Comment: I have a horrible time looking at anything I’ve recently written and
seeing typographical errors, or in seeing how any sentence that I’ve written is
not sensible! (Those of you who read my meanderings every day can stop here and
laugh).
My political and religious ideas are so clear, and right!. I am not sure why
others don’t see that.
And then every once in a while, I see a photograph taken of me by someone else
without my knowledge (usually one of my children), and I do a double take—is
that me? Or, I overhear one of my students repeating what they heard me say,
or telling someone else about my class, or, every once it a great while, a
student stops by to tell me what being in my class means to him/her. Sometimes
that is very consoling. Sometimes that is very painful.

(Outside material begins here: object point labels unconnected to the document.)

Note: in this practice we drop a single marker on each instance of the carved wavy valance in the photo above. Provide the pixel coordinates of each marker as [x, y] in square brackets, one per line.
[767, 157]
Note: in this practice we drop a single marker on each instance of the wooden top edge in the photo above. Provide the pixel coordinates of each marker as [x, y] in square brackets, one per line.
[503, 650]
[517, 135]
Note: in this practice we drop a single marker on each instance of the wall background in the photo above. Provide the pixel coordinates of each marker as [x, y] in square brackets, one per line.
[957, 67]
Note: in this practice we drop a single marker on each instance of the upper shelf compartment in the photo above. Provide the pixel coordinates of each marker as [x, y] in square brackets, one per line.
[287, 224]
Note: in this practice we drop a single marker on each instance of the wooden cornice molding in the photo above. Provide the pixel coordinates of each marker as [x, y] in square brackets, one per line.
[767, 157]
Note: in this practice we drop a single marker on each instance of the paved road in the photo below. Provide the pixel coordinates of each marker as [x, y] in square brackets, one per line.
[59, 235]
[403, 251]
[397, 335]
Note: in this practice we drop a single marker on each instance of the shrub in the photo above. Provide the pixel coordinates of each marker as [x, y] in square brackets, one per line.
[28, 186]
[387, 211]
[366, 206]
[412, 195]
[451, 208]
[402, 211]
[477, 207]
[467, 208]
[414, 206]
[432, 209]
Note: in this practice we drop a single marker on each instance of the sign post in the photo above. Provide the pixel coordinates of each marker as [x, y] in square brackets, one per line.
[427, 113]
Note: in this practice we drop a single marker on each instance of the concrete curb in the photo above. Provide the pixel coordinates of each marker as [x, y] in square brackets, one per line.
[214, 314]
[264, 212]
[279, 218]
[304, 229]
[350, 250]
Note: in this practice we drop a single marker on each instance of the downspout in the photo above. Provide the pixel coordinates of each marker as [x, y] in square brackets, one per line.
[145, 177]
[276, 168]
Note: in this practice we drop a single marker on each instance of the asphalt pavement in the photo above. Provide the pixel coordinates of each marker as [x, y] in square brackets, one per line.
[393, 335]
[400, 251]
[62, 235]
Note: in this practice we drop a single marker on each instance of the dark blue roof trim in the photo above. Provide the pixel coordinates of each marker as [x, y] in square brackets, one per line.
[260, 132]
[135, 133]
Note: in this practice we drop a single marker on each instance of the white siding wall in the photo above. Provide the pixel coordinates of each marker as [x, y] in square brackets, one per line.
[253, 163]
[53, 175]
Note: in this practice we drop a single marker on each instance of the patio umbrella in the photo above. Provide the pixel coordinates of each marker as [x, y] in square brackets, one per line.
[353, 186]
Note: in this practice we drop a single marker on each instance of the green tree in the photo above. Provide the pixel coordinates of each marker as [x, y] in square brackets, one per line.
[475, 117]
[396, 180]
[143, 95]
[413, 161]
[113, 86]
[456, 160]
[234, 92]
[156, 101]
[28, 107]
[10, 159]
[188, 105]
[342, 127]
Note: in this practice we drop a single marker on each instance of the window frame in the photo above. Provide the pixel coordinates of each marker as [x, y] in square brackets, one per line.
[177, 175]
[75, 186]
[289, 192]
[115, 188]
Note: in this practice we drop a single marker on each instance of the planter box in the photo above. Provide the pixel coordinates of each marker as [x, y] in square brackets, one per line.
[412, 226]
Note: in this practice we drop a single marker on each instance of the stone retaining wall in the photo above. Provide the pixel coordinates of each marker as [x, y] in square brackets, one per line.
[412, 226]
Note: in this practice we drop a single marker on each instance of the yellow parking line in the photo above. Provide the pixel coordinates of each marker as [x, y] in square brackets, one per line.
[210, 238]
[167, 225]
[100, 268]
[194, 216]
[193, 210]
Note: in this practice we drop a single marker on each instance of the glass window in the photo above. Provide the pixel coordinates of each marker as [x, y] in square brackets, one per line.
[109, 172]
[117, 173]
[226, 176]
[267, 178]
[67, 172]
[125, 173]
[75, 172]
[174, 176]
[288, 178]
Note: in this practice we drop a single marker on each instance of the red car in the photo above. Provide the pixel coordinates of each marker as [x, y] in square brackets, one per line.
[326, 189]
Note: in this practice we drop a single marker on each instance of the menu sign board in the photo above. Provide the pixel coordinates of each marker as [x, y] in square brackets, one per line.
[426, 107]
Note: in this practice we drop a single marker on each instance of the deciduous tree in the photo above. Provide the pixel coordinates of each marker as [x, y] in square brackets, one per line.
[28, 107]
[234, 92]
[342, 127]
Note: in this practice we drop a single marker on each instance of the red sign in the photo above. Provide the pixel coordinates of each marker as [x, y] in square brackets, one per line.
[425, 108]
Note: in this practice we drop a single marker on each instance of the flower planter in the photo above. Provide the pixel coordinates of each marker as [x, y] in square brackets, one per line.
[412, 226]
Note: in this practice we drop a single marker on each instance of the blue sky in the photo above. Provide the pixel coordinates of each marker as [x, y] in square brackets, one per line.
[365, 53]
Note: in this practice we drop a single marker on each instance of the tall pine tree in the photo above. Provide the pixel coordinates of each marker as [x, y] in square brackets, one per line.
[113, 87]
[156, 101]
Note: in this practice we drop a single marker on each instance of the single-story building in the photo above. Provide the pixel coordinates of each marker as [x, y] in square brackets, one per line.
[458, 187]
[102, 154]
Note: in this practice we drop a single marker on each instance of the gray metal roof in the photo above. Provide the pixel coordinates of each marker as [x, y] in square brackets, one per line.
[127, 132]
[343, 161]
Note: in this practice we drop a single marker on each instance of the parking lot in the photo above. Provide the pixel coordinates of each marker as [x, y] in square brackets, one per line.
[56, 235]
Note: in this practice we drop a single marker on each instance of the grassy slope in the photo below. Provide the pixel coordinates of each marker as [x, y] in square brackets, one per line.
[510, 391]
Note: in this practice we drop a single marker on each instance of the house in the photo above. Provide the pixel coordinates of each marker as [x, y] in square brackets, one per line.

The point is this: I can become blind to my own thing because I live and
breathe in it all the time. But, when I let go of my own thing, even for a
minute, and allow myself to see or hear or feel from another perspective, my
own thing is just another thing. Not necessarily beautiful or ugly, just
another thing.
I am coming to see that there is a larger Thing that we are all microcosms of.
When I can let go of my tight fisted grip to my thing, I begin to see that.
Frightening and beautiful, all at once.